In diesem Zusammenhang können, soweit möglich, ­Informationen über im Inland vorliegende Vermögens­gegenstände des Gegners eingeholt werden. Ist ausschließlich bewegliches Vermögen ersichtlich, kann dieser Umstand im Rahmen der Argumentation für eine mögliche Vereitelung der Vollstreckung verwendet werden. Das Gleiche gilt für etwaige Verbindungen des Gegners ins Ausland. In diesem Zusammenhang kann auch früheres Verhalten des Schuldners im Schiedsverfahren aufgezeigt werden, zum Beispiel bei einer verspäteten oder gar unterbliebenen Zahlung des Kostenvorschusses an das Schiedsgericht oder die Schiedsinstitution.

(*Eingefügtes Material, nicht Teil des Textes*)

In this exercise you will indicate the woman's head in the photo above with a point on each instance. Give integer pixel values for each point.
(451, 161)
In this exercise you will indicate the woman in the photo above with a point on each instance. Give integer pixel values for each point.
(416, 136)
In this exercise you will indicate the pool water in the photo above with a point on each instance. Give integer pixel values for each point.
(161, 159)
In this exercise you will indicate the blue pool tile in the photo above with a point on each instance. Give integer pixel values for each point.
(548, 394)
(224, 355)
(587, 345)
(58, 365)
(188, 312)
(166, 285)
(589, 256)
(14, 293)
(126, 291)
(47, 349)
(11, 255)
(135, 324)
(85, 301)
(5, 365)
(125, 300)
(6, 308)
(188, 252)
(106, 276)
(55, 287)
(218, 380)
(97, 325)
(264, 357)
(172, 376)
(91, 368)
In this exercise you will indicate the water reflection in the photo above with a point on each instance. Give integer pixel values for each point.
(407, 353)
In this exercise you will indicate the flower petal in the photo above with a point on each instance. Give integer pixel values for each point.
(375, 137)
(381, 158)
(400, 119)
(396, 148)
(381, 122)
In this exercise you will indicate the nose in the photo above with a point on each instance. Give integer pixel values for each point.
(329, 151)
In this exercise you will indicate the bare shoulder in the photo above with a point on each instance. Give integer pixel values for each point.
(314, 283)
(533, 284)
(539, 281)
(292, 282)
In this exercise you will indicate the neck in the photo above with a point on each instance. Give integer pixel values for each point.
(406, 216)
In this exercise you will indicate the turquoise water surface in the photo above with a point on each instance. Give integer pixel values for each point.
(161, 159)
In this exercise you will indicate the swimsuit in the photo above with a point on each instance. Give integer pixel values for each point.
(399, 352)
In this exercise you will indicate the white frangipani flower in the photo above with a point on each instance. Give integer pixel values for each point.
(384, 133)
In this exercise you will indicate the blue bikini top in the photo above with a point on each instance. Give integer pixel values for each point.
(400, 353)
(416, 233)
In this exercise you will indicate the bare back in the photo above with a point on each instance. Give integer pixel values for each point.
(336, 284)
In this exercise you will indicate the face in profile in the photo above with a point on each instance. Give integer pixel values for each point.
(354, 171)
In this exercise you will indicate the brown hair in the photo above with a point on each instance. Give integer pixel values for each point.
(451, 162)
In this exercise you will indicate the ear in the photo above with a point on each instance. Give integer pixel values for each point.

Im Fall der Anordnung der Sicherungsvollstreckung
Hat der Antrag auf Sicherungsvollstreckung Erfolg, ist die Zwangsvollstreckung in analoger Anwendung des § 929 Abs. 3 ZPO bereits vor der Zustellung des Beschlusses an den Gegner zulässig (KG Berlin, SchiedsVZ 2017, 37, Musielak/Voit/Voit, ZPO § 1063 Rn. 10; andere Ansicht: LG Düsseldorf, SchiedsVZ 2018, 370).
Der Gegner kann die Vollstreckung durch Leistung einer Sicherheit in Höhe des Betrages, dessentwegen vollstreckt werden kann, abwenden, § 1063 Abs. 3 Satz 3 ZPO. Einem Rechtsbehelf unterliegt die Anordnung jedoch nicht.

Hinsichtlich des Umfangs der Vollstreckung bestimmt ­§ 1063 Abs. 3 Satz 2 ZPO, dass diese nicht über Sicherungsmaßnahmen hinausgehen darf. In diesem Zusammenhang kann man sich an denjenigen Maßnahmen, welche nach § 720a ZPO zu gegen Sicherheit vorläufig vollstreckbaren Urteilen zulässig sind, orientieren (Musielak/Voit/Voit, ZPO § 1063 Rn. 10; BeckOK ZPO, Wilske/Markert ZPO § 1063 Rn. 18). Zulässig sind demnach unter anderem die Pfändung beweglichen Vermögens und die Eintragung einer Sicherungshypothek.

Fazit: Es gilt, vorbereitet zu sein
Die Sicherungsvollstreckung nach § 1063 Abs. 3 ZPO ist für die im Schiedsverfahren obsiegende Partei ein nützliches Werkzeug zur Sicherung ihrer Rechte. Um dieses Werkzeug so effektiv wie möglich anzuwenden, gilt es jedoch gut vorbereitet zu sein und keine Zeit zu verlieren.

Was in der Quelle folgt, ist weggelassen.